I recall reading recently how the WH press core got all bent out of shape about getting the news late about Cheney's little shooting incident. Where was the outrage over something that matters, like domestic spying? And if they were truly so angry, why didn't they just all get up and leave?
The White House press core are like crack whores. They rely on yet despise their pimps, occasionally developing some backbone or attitude. But at the end of the day, they're still just puppet addicts.
Please help metamoderate.
Why haven't we stopped all diplomatic relations with China?
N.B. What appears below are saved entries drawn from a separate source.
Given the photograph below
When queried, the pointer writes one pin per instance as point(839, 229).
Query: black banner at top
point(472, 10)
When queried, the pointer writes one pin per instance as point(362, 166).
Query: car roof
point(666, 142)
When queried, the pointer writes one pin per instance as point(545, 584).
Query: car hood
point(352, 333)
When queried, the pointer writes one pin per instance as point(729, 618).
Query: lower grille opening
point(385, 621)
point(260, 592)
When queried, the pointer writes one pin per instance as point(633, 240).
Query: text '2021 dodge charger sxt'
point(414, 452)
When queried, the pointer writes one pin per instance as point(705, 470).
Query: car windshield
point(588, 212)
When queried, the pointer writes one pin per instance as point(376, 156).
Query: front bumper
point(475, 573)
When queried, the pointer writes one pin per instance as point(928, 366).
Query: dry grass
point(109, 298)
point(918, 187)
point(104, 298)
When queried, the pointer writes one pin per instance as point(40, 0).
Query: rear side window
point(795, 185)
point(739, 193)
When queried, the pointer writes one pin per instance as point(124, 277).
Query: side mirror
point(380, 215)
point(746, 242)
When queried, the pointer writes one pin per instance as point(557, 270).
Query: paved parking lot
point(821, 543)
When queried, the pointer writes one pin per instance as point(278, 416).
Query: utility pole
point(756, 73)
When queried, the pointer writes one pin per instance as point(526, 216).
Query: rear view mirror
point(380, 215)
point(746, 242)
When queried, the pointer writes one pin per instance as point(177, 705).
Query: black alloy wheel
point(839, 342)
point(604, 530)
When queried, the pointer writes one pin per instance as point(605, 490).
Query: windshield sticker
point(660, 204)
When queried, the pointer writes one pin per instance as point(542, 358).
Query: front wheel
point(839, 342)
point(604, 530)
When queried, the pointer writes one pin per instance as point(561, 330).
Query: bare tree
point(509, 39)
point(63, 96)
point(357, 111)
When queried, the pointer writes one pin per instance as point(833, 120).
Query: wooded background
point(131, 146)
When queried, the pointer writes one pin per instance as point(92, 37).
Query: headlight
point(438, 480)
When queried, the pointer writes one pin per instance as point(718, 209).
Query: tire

Why haven't we imposed trade sanctions?
Oh, right, China supplies us with cheap manufactured goods, and makes various U.S. companies richer.
Apparently, being a totalitarian, human-rights-suppressing government is *perfectly fine* with the United States as long as you supply us with lots of cheap goods. Oh, and buy up our debt so we can continue our fiscally irresponsible ways.
Clearly China does not do a good enough job of discrediting and ostracizing its critics in the public sphere. And clearly it has not done a good job at making the Chinese people self-centered and aloof from each other.
Play the same scenario in the story out in the US in your head, and imagine what would happen. Major media would ignore it. Mass populace would ignore it, writing it off as crackpottery, bolstered by the lack of media coverage. Most people would delete the message as an "obvious spam" or "liberal bullshit" or some such. Result effect: zero.
The Chinese people actually *care about* and *believe* these sorts of things. That's where the PRC has clearly failed. They have not properly desensitized and disinterested their public. They need a heavy dose of selfishness injected into their population. Then they could get away with an awful lot more.
Screwing US tech and CRM workers with offshoring? Who cares? Screwing the working poor with no benefits? Who cares? Screwing the poor with social service cuts? Who cares? Screwing the economy, international affairs, and budget with a poorly defensible war? Who cares?
Clearly, the Chinese people care far too much.
Terrorists can attack freedom, but only Congress can destroy it.